Evet, epey sadeydi. Orada da böyle çıkmazların peşindeydim, zaten adı da Noirland: kara diyar. Ama orada çocukluğumdan çok referans vardı. Kağıt olmasının sebebi de oydu zaten. Ansiklopedileri karıştırıp, figürleri ve tarihi referansları oradan toplamıştım. Daha emprovize, buruşuk kağıtlar, kasten katlamalarla bir biçim ve ifade alanı rahatlığı hissetmiştim. İçine yine dijital bir takım çalışmalar girmişti ama nedense planimetrik, tek planda, daha böyle sade, kaba ve net planlı bir sergi kurgusu gözümde canlanmıştı. Bu sergi ona göre hem renk armonisi açısından hem de biçimsel anlamda çok renkli. Bu sergide plastik parçalar, oyuncaklar ve oyuncakları kasti biçimde değiştirme var. Hamur yerleştirme, yüzlere yapılan müdahaleler… Geçen serginin disiplininden epey farklı. Ama yine de hedeflenen yaklaşım aynı.

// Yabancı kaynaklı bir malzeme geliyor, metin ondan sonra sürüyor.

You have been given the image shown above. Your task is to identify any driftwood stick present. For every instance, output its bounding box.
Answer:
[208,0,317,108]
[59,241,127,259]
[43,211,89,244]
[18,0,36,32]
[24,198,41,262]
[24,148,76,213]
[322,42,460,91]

Serginin bu kadar renkli olmasının kavramsal çerçevesiyle bir bağlantısı var mı?
Var tabii ki. Örneğin kırmızının hakim olması sanat tarihinde de kırmızının dini liderlere referans vermesiyle ilgili. Kıyafet ve kostümler aslında çok tarihi referans verir. Bir yakanın bile bir serüveni vardır.
Kostümle de çok ilgileniyorsunuz sanırım…
Çok. Mesela 17. yüzyılda Fransa’da ve İngiltere’de o zamanki mimari yapıların çatılarından akan yağmur ve pis su, henüz alt yapı mantığının oluşmaması, pencerelerden dışkıların atılması, parfümün gelişimi, Katolik inancından gelen yıkanmama geleneği, o şapkaların oluklu oluşu ve yağmur suyunu omuzların da dışına doğru akışını sağlaması bir serüven aslında. Bu serüven bize hem zamanı hem de zamanın inanışı ve coğrafi koşulları hakkında bilgi veriyor. Tarihin her süreci kıyafet ve kostümlerimizde mevcut. O döneme ait giyiniyoruz ve dönemin gereksinimleri de bir canlının evrim geçirmesi gibi evriliyor. Bu da özellikle benim gibi sanatında form ve biçim arayışını devam ettiren, bunu bir tarafından yakalayan ve sürdüren bir insan için de çok cezbedici bir alan.
Son olarak yakın gelecekte göreceğimiz, üzerinde çalıştığınız bir projeniz var mı?
Yeni küçük bir seri var, arada sürpriz dalgalar ortaya çıkıyor. Geçen sene kırmızı kanal gözlük takıp farklı paralar yapmıştım. Gözlükle bakıldığı zaman mavileri koyulaştırıp kırmızıları nötrleştiriyordu. Bu şekilde bir hikaye anlatıyordu. Gözlüğü çıkardığınızda kırmızı mavinin önüne çıkıyordu ve başka bir hikâye anlatıyordu. Görünebilen ve görünmeyen olmak üzere iki katmanlı paralardı. Paranın diğer tarafında duran liderin tarihine küçük bir gönderme yapan veya kendi sıfırlarını atan paralar vardı. Bu şekilde farklı hikâyeler ortaya çıkabiliyor. Şu an aklımda buna benzer bir şey yok ama yeni bir seri bitirdim şimdi. Yeni bir malzemeyi işin içine soktum. Onunla ilgili belki eylül ayı gibi yeni bir şeyler olabilir.
*“Tyrant’s Reign and Titan’s Slain” 15 Nisan’a dek x-ist’de ziyaret edilebilecek.